На столе перед ними, среди чайной посуды и тарелок с пшеничными калачами, оладьями и блинами, ворчал, пуская густые клубы пара, объемистый самовар, называемый в простонародье "купеческим", а вставленные в деревянные подсвечники сальные свечи, ярко освещая лица присутствующих, бросали на выбеленные стены массивные тени от сидящих и от самовара с стоявшим на конфорке его чайником.

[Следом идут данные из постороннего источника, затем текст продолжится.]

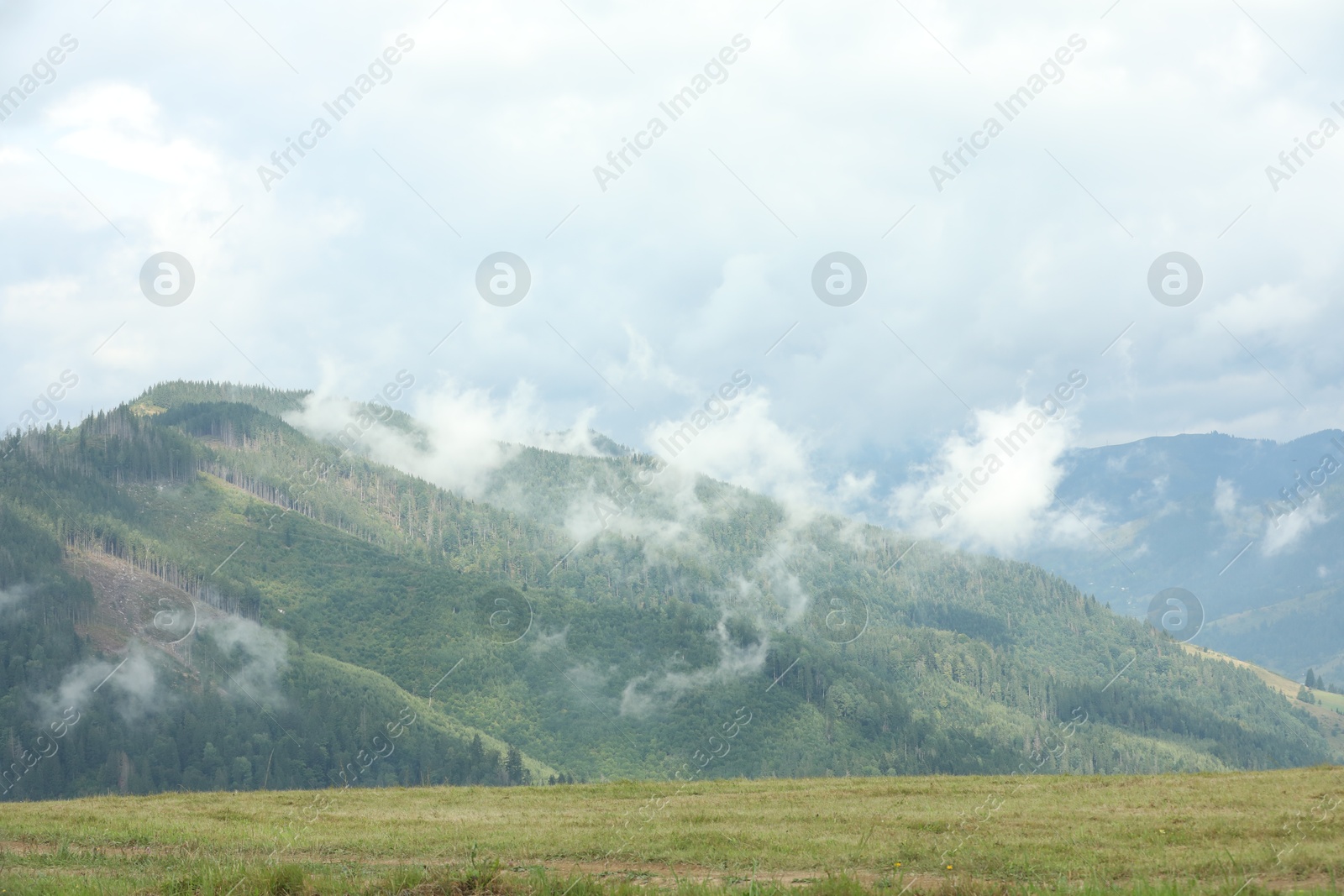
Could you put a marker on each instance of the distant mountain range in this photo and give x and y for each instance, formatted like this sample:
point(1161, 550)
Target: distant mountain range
point(1253, 528)
point(266, 604)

— Ты, Семка, был у Ивана-то Николаича? — обратился один из пожилых собеседников к молодому парню, перетирая полотенцем выполосканные стаканы и блюдца.
— Был! — порывисто ответил Семка, точно безотлагательно спешил куда-то, но его задерживали этим вопросом.
— Чего ж он поговорил с тобой, а?
— Говорит, что ноне они сами набрались ума, — ответил он.
— Откедова ж это?
— Не сказывал!
— А тебе бы и спросить: давно ль, мол, это мужики с умом справляться стали; допрежь, мол, такого и слуху не было?
— Обчеством, говорит, положили!
— Умом-то жить? — прервал он.
— Ну, нас, говорит, ноне на кривой кобыле не объедешь, сами трахт знаем!
— А-а… Ну, сивого жеребца припасем; энтет порысистей будет! — с иронией заметил первый.
— Петр Матвеич, ты слушай-ко, чего он показал-то мне? — прервал его Семка, быстро повертывая стоявший около него подсвечник, не замечая, что горячее сало каплет на скатерть.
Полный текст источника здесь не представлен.